🔸13.BÖLÜM: SAVAŞ YA DA ÖL

26.7K 1.5K 230
                                    

Sanki mümkünmüş gibi sırtımı duvara biraz daha yaslarken tüm dünyayı içime çekecek kadar derin bir nefes aldım. Yanlış duyduğumu umarak "N-ne?" diye kekeledim. İri iri açılmış gözlerimle, alnımı örten kâküllerimle, küçük burnumla ve toplu dudağımla porselen bebeğe benziyor olmalıydım. Ama gerçekten, duyduklarımı algılamakta zorlanıyordum. Ne diyordu bu? Göğsümden taşı oyup almak mı? Gördüğüm tüm o sanrıların içinde, yaptığı şey bu muydu yani? Midem üst üste üç porsiyon taco yemişim gibi bulanarak ağzıma geldi. Tüm korkuma rağmen Kosey'in gözlerine bakmak için kendimi zorlarken o gözlerde benimle alay ettiğine dair bir şey aradım ama yoktu. Sonra gerçeklik bana bir tokat gibi çarptı. Taşı göğsümden oyup alacağını söylerken ciddiydi! Bunu gerçekten yapacaktı! Ah, Tanrım... Çıldırmış bu! Gerçekten, gerçekten çıldırmış ve biraz daha bu hastalıklı oyuna devam ederse bende onun gibi çıldıracağım.

"Dur, bir saniye dur..."

Ama​ hiç de duracak gibi görünmüyordu. Aksine, hasta herif, benimle oynamaya devam etti.

"Kimse sana hırsızlığın kötü bir şey olduğunu öğretmedi mi?" diyerek her şeyden benim sorumlu olduğunu yüzüme çarptı. Korkumdan utanamıyorum da. "Sana ait olmayan şeylere elini uzatırsan böyle olur işte."

Buna bir şey diyemedim.

Zaten ne diyebilirdim ki?

"Bunu medeni bir şekilde halledemez miyiz?" diye sordum, bir an sonra. "Konuşalım ne olur." diye yalvardım. Tek istediğim elimi bırakmasıydı. Böylece lanet çakıyı kendimden çekebilirdim. Fakat Kosey'in dudaklarında korkumdan ne kadar haz aldığını gösteren bir kıvrım belirdi. "Kaçacak deliğin kalmadı mı, seni beş para etmez sokak faresi?"

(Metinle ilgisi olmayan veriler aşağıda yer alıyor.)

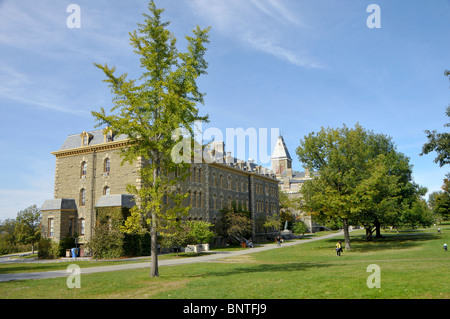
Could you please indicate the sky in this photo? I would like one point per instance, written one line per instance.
(291, 65)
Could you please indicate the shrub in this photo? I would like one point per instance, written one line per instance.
(106, 243)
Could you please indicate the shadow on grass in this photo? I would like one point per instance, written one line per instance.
(261, 268)
(387, 242)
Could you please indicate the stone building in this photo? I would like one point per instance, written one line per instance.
(291, 181)
(89, 174)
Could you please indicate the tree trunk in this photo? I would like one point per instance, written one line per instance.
(154, 272)
(369, 234)
(378, 229)
(346, 235)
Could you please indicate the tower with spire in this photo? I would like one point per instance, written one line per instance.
(281, 160)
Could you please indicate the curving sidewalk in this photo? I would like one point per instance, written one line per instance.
(169, 262)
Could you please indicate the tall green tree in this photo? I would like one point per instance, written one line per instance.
(439, 142)
(340, 155)
(28, 230)
(355, 182)
(149, 109)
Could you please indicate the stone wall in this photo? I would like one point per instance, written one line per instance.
(70, 181)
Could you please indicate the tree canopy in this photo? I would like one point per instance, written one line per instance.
(149, 109)
(362, 178)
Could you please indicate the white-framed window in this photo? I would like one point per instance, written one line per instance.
(51, 224)
(82, 226)
(82, 197)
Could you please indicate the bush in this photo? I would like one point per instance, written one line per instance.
(45, 248)
(106, 243)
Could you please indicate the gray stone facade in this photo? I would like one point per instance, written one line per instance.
(89, 173)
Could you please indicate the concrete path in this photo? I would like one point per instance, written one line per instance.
(169, 262)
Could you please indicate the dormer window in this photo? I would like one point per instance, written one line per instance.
(108, 135)
(107, 166)
(85, 138)
(83, 169)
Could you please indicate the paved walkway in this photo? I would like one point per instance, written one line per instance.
(168, 262)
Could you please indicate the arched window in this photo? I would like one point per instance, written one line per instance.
(194, 201)
(83, 169)
(82, 226)
(107, 166)
(82, 197)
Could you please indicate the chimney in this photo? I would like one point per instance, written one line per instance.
(307, 173)
(219, 151)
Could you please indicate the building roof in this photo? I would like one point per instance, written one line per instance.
(120, 200)
(96, 137)
(59, 204)
(280, 150)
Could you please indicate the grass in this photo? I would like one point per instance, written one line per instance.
(413, 265)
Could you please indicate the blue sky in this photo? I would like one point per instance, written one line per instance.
(288, 64)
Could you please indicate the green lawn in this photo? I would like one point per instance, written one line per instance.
(413, 265)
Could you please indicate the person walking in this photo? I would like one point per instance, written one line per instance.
(338, 248)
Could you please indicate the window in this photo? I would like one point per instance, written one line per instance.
(71, 224)
(107, 166)
(51, 223)
(82, 226)
(85, 137)
(194, 201)
(83, 169)
(82, 197)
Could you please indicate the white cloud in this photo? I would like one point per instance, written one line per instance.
(256, 23)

Gülünecek pek bir şey olmamasına rağmen dudaklarımdan bir kıkırtı çıktı. Bana doğrultulan ve benim tuttuğum bıçak tenime biraz daha yaklaşınca gülmeyi keserek dehşetle inledim. İhtiyatla süzdüm Kosey'i. Sert bakışlarınla bir an için huzursuzluk kıvılcımı belirdi. Bende en az onun kadar öfkeliydim ama şükürler olsun, ne yaptığımı bilemeyecek kadar değil. Hemen gülmeyi kestim. Kosey'in devasa vücuduna baktıkça onun sabrını zorlamanın korkunç bir fikir olduğunun farkındaydım. Hırıltılı bir sesle "Kosey? Kafayı mı yedin?" diye sordum.

Buna küçük bir homurtuyla karşılık verdi. Bende hemen devam ettim.

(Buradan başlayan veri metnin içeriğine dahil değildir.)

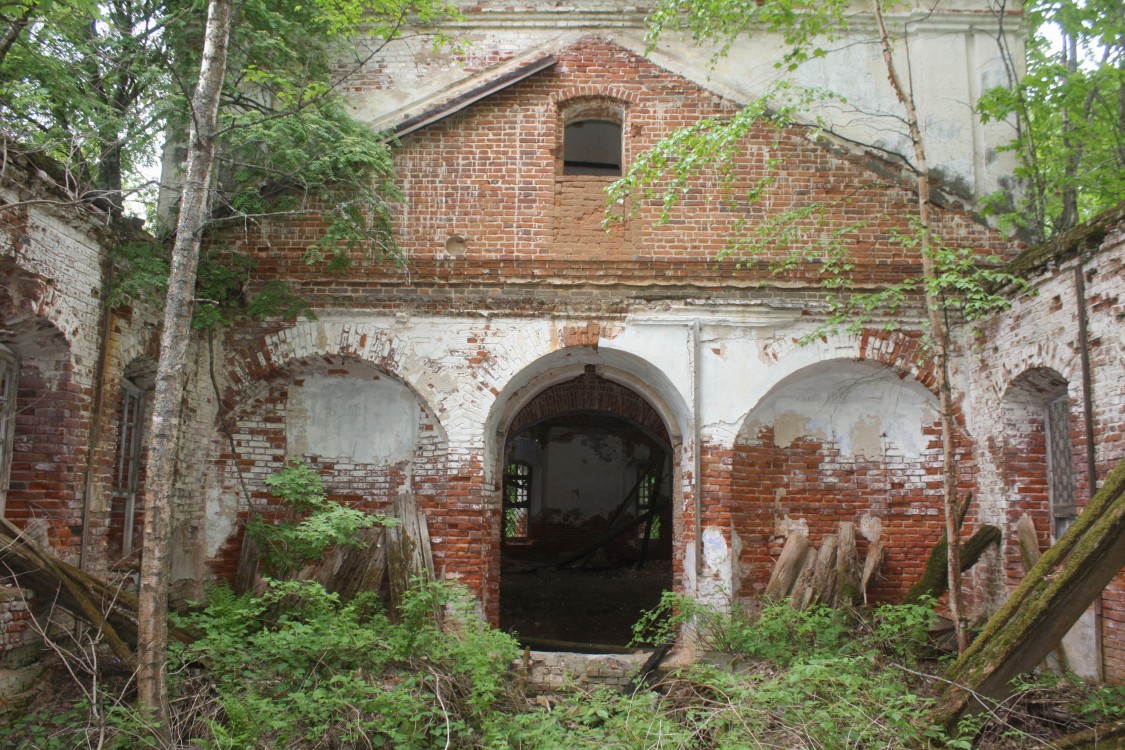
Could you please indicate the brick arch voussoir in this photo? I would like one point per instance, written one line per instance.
(902, 352)
(591, 91)
(605, 397)
(1047, 354)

"Dinle, dinle... Benden pek hoşlanmadığının farkındayım. Tanrı biliyor ya, bende sana bayılıyor sayılmam ama mantıklı olmaya çalış, lütfen. Beni öldürmen için bir nedenin yok."

Masum bir sesle, "Yok mu?" diye sordu ama ifadesinden bildiği belli oluyordu zaten. Kafasını iki yana salladı. "Yine de bunu yapmak istiyorum."

"Ne? Hayır!" Konuşmamız daha öncekinden daha kötü bir hâl aldığı için şaşkınlığımı gizleyemeyerek olduğum yere yapışıp kaldım. Gözlerim ve ağzım kocaman açılmıştı. TAMAM. Nefes al Eva. Nefes al... Kahretsin. Bir şeyler yapmalıydım hemen.

O anda bir mucize oldu ve Kosey'in bıçağı bana çeviren parmaklarının tenimde gevşediğini hissettim. Sanırım ona zarar verebileceğime gerçekten ihtimal vermiyordu. İşte bu! Tek bir şansım vardı ama yine de bir şanstı işte ve ben bu durumu lehime çevirebilirdim. Bıçağı daha sıkı kavrayıp hiç beklemediği bir anda tüm gücümle geri savurdum. Kosey bıçak yüzünü kesmesin diye benden birkaç adım uzaklaşmak zorunda kaldı. Şaşkınlıkla durdu ve bende o üzerime tekrar atlamadan önce bacaklarıma kuvvet verip kapıya doğru koştum. Kapıyı açtığım anda orada bekleyen Alber'le karşılaştım. Beni görünce yüz hatları öfkeyle çarpıldı. "Ne yaptığını sanıyorsun sen?" diyerek uzanıp beni tutmaya çalıştı ama can havliyle geriledim ve "Bana dokunma!" diyerek İsveç çakısını omzuna sapladım. Tüm gücümü kullanmıştım. Bu yüzden bıçak dibine kadar tenine girmişti. Zavallı Alber, acıdan iki büklüm oldu. Kan hızla gömleğine süzülürken omzunu tutup kanamayı durdurmaya çalıştı. Bir an afallayarak ona baktım. Zorlukla nefes alıyordum ve parmaklarım da titriyordu. Birini gerçekten bıçakladığıma inanamıyordum.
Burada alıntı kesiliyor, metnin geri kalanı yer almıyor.